«Север» выходит на связь - [25]

Шрифт
Интервал

В одном не нарушили традицию — трудовом подарке стране.

В октябре завод дал 806 «Северов». Обязательство было выполнено.

Девятый вал

О, ночное воющее небо, дрожь земли, обвал невдалеке, бедный ленинградский ломтик хлеба — он почти не весит на руке…

Ольга Берггольц

Уже тринадцатые сутки Ливенцов не снимал шинель. Спал урывками, сидя, привалившись к своему заваленному бумагами столу.

Из культкомбината, что напротив проходной, партком перебрался в пустующее помещение механической мастерской, поближе к цехам. На штукатурке иней, ледяной с выбоинами цементный пол, у входа болт торчит — им крепился исчезнувший теперь станок. Сто раз давал себе последнее слово Ливенцов: срезать болт — кто войдет, обязательно споткнется. А теперь и не вспоминает, не до того. Люди работают, не щадя себя. Но не бесконечны же, как время и пространство, силы у человека. Их надо восстанавливать. «Вот только чем? — спрашивает себя секретарь парткома. — Чем?»

Блокада до минимума сократила хлебный паек. Уже полно больных — дистрофия. По совету горкома создали на заводе стационар — подкармливают немножко.

С начальником снабжения у секретаря парткома на дню сто встреч и при каждой неизменный вопрос: что достал? Хвойный экстракт? Береги! Каждую каплю по назначению. Отвечаешь перед партией. Весь клей взять на учет, из него что-то вроде супа варить можно. Получили немного сои? Хорошо, из нее «молоко» давят. Это — детям. Взрослым шроты, котлетки из жмыха.

Авиабомба разрушила центральную котельную. Урон, конечно. Только и будь она целехонька, все равно нечем топить. Стужа вывела из строя канализацию, водопровод. Воду таскают из прорубей на скованной льдом Неве.

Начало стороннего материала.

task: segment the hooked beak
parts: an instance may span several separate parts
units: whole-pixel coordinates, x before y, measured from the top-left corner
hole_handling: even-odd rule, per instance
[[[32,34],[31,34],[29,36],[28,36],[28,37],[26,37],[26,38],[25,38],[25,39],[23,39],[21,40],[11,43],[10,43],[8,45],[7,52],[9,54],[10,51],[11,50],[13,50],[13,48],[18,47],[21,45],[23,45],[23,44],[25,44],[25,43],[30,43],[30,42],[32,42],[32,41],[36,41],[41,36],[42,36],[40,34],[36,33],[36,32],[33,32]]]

Когда-то Ливенцову попалась книжка — в ней говорилось о том, что может произойти на Земле, если иссякнет энергия Солнца. Он подумал: зачем пишут про такие страхи, человек с его разумом все равно найдет, добудет себе энергию. А теперь почувствовал себя как бы на остывающей Земле. Это когда убедился, что доски, ящики, даже ненужная мебель, идущие в топки печек-времянок, на исходе. На какой-то миг оторопел, подумал: «Вот тебе за гордыню — человек с его разумом…»

Вся надежда на лесозаготовки. Обком выделил заводу участок в прифронтовом лесу. Люди туда посланы, разумеется, главным образом женщины. В каждую бригаду лесорубов партком выделил коммунистов. Потребовался транспорт. Несколько старых грузовиков оборудовали газогенераторами. Дымят, чихают, а едут, сменивши бензин на чурки. И шоферы скороспелые. Опять же женщины — научили, посадили за руль.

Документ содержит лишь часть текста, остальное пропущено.